Hayashi menggaruk-garuk kepalanya.
Sebenarnya, apa yang—, oh, iya. Begitu, ya.
“Selamat pagi, Yamamoto. Badanku sakit semua, nih”
“Padahal sudah kusuruh tidur di kasur tadi.”
“Berisik, ah. Jadi cowok jangan bawel.”
Kan dirimu sendiri yang bilang kalau badanmu sakit. Tapi aku menghentikan niatku untuk mengatakannya. …Ah, tapi karena tadi aku yang sudah menanyainya, ditambah dia juga sudah menjawabnya, ya. Berarti, aku yang salah, ya.
“Yakisoba?”
Begitu menyadarinya, Hayashi yang sudah menegakkan punggungnya pun bertanya padaku.
“Iya.”
“Ternyata kau bisa masak, ya.”
“Sedikit, sih.”
Karena sudah beberapa bulan tinggal sendiri, jadi paling tidak aku sudah bisa masak untuk diriku sendiri. Yah, sedikit doang, sih.
“Sedikit lagi matang, tunggulah sebentar lagi.”
“Nggak apa, nih?”
“Iya.”
“…Hmm.”
Setelah memasak beberapa saat, aku pun membagi yakisobanya ke dua piring dan kembali lagi ke kamar.
“Selamat makan.”
Kami pun menempelkan kedua telapak tangan kami, lalu mulai menyantap yakisoba. Hmm. Lumayan enak. Rasanya seperti yang biasa dijual.
“Enaak.”
“Makasih.”
Selagi menjawabnya, aku pun mengeluarkan dan mulai melirik handphone. Sejak tinggal sendiri, sudah tidak ada orang yang akan protes kalau aku bermain handphone saat makan. Karenanya aku jadi kebiasaan melakukannya.
“Itu nggak sopan, lho.”
Tetapi, sekarang rumah ini memiliki tamu. Setelah meminta maaf, aku pun meletakkan handphone ku di meja.

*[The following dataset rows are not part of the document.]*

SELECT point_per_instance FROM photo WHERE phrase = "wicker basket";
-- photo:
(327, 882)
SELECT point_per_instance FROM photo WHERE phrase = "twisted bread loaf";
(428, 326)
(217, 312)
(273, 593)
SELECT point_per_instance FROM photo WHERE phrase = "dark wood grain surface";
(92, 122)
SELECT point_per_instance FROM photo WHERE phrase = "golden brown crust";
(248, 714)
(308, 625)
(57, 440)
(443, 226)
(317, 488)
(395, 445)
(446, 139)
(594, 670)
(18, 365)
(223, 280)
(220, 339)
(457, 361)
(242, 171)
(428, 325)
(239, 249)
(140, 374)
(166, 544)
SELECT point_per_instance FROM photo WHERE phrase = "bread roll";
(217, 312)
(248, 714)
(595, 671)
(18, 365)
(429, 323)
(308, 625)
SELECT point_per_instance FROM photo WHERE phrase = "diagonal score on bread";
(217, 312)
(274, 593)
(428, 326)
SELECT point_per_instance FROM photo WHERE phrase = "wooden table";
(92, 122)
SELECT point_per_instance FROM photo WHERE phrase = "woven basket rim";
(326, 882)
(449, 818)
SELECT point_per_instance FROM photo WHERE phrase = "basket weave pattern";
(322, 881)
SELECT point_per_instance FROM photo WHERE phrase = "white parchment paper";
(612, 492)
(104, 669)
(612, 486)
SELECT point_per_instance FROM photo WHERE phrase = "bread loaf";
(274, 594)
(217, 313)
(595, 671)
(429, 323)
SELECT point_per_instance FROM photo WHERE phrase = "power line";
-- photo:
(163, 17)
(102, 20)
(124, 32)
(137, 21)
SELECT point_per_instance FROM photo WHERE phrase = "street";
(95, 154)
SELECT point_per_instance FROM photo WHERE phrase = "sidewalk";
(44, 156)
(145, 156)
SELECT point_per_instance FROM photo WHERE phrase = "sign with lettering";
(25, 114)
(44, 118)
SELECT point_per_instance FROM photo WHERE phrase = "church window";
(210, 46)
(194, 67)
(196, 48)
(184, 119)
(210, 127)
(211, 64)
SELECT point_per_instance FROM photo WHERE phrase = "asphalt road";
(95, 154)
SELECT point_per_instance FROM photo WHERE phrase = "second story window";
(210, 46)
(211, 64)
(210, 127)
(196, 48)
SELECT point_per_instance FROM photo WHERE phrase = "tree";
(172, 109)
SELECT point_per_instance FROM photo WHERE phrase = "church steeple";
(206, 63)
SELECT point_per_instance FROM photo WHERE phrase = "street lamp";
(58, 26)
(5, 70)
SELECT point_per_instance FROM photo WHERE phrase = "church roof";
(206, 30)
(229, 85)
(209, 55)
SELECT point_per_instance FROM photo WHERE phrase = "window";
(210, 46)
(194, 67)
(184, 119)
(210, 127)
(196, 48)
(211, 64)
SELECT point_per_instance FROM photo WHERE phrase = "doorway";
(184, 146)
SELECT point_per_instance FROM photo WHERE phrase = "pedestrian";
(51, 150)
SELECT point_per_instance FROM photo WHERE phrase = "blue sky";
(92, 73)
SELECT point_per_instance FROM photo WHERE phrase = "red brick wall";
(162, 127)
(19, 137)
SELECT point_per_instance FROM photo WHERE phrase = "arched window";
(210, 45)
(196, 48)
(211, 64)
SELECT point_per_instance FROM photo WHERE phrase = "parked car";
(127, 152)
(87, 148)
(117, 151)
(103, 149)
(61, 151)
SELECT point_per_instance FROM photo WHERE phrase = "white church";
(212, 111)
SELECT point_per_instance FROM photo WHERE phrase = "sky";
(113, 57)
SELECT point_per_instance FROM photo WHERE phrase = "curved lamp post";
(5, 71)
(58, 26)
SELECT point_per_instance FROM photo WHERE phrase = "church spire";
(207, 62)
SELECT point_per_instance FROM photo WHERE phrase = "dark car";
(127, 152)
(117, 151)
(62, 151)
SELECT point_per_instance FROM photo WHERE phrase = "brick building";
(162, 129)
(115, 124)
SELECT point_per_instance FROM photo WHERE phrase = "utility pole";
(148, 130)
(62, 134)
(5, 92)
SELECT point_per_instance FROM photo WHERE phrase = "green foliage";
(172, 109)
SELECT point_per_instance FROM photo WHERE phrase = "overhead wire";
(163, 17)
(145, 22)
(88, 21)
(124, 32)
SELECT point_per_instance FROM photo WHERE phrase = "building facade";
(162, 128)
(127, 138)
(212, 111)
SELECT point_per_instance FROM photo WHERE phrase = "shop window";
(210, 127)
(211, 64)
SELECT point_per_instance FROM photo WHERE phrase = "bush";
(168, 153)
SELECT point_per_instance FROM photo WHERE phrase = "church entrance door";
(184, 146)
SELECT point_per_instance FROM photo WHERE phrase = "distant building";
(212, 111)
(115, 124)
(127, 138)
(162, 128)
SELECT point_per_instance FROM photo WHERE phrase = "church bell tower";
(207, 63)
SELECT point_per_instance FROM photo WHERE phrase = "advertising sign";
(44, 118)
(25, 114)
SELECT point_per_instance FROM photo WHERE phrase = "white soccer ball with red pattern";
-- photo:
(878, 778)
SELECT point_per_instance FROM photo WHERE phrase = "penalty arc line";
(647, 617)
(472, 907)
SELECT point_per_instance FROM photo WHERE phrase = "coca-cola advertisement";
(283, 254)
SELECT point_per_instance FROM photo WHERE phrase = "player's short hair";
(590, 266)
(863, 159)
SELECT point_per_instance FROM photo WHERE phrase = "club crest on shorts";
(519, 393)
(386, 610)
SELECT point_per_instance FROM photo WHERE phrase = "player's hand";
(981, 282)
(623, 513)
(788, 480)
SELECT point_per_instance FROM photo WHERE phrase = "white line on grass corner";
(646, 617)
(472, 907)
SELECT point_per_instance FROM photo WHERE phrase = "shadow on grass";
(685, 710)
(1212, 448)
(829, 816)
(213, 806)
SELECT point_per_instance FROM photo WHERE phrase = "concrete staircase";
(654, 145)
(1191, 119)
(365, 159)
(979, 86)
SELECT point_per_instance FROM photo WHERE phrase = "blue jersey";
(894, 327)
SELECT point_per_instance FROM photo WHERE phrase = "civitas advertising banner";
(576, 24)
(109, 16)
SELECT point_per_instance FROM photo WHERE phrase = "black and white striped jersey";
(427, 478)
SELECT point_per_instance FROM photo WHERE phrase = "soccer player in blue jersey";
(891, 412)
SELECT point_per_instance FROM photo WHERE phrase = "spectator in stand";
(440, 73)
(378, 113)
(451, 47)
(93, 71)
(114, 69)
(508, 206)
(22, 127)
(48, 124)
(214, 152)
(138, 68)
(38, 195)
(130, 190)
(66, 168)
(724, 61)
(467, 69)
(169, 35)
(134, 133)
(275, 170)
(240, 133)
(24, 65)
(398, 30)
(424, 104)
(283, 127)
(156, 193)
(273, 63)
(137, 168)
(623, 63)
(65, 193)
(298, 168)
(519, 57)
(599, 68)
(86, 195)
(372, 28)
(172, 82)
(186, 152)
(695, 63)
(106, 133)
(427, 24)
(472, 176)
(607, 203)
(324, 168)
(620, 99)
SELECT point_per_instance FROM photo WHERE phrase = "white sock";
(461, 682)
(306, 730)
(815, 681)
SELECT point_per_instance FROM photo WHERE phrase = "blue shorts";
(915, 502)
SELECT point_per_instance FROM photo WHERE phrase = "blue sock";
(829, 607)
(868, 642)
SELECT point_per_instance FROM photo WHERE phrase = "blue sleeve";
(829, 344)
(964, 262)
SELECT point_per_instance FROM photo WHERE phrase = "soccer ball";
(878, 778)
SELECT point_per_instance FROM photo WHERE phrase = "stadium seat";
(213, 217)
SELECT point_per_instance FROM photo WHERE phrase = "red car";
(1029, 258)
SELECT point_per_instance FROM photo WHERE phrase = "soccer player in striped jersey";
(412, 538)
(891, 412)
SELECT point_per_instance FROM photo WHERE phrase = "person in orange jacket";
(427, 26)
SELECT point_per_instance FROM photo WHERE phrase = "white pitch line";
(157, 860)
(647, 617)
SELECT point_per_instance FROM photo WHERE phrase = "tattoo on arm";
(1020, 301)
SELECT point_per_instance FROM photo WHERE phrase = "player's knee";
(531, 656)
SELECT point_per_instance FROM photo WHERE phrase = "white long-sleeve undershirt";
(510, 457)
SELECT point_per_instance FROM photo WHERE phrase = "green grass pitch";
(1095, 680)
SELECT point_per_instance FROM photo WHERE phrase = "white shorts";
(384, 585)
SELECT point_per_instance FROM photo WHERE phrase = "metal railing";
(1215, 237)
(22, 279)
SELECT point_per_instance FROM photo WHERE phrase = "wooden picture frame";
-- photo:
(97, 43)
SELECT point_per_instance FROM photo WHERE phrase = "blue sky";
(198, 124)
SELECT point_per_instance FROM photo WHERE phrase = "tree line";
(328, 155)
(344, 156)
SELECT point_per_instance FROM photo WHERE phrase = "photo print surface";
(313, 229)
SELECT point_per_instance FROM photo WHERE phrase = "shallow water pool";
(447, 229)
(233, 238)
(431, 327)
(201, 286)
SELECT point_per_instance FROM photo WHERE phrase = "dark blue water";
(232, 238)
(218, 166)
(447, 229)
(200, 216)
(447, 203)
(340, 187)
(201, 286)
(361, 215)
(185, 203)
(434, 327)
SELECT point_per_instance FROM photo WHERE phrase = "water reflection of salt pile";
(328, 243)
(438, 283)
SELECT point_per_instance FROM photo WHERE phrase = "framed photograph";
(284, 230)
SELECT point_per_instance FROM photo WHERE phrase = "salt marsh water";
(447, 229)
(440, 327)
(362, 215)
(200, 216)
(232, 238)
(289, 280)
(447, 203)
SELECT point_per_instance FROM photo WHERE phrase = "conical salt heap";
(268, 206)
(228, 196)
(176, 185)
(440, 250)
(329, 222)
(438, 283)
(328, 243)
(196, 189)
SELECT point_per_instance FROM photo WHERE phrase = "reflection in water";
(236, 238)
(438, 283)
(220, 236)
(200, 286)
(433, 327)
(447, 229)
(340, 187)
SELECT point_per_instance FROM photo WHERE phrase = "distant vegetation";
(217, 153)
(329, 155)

“Terimakasih atas makanannya.”
“Terimakasih atas makanannya. Ini enak banget, lho.”
“Yah, aku hanya memasak mengikuti petunjuk yang ada di belakang kemasannya.”
“Duh, padahal sudah dipuji, jangan langsung bilang blak-blakan begitu, dong.”
“…Mohon maaf.”
Tak kehilangan kesannya seperti masa SMA dulu, itupun karena aku takut dimarahi olehnya, juga dengan terpaksa aku meminta maaf padanya. Di meja tersisa dua piring yang sudah kosong. Aku pun bangkit juga dengan niat untuk mencucinya.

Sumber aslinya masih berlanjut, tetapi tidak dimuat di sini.